Utilizing Small Languages Models over Large language Models depends on various factors such as the Specific task, Computational Resources Available and Delivered Performance.
Examples of Some SLM’s are:
- DistilBERT
- Orca 2
- Phi 2
- BERT Mini, Small, Medium, and Tiny.
- GPT-Neo and GPT-j
- MobileBERT
- T5-small
Examples of LLM’s are:
- GPT-4
- BERT (Large)
- Claude
- Cohere
- Ernie
- Gemini
- Gemma
- GPT-3
- GPT-3.5
- Llama
- Lamda
Ultimately, the choice between small and large language models depends on striking a balance between model performance , computational resources and task requirements.
Let’s delve into the difference between utilizing SLM’s over LLM’s.
Small Language Models (SLM's)
Requires fewer computational resources where there are constraints on memory, processing power or energy consumption.
Small models typically have faster inference times compared to large models which might be preferred.
Small models may perform adequately when there is limited training data available if you have a small dataset, a smaller model might generalize better thereby avoiding overfitting.
Small models are often easier to fine-tune or adapt to specific domains or tasks. if you need to tailor the model to a particular use case or Industry, a smaller model might offer more flexibility.
Large Language Models (LLM's)
LLM’s tend to achieve higher accuracy and better performance on a wide range of natural language processing tasks compared to SLM’s.

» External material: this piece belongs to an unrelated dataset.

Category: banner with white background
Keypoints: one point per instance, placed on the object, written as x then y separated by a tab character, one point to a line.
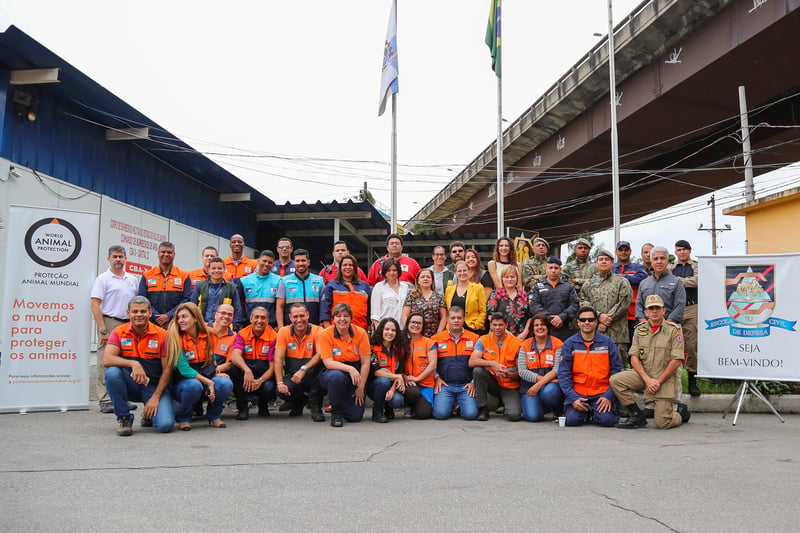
46	319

They can leverage their extensive training data and parameters to produce more accurate predictions and outputs.
LLM’s are better equipped to handle complex language tasks that involve understanding context, ambiguity, and subtitles in language. They can generate more coherent and contextually relevant responses in conversational agents and chatbots.
LLM’s often generalize better on diverse and complex datasets, thanks to their larger capacity to learn from a vast amount of data during training. They can handle a wider range of inputs and tasks with fewer manual adjustments.
LLM’s excel at tasks requiring advance language understanding such as language translation, text generation, question answering and understanding nuanced context. Their larger size enables them to capture more complex patterns and relationships in data.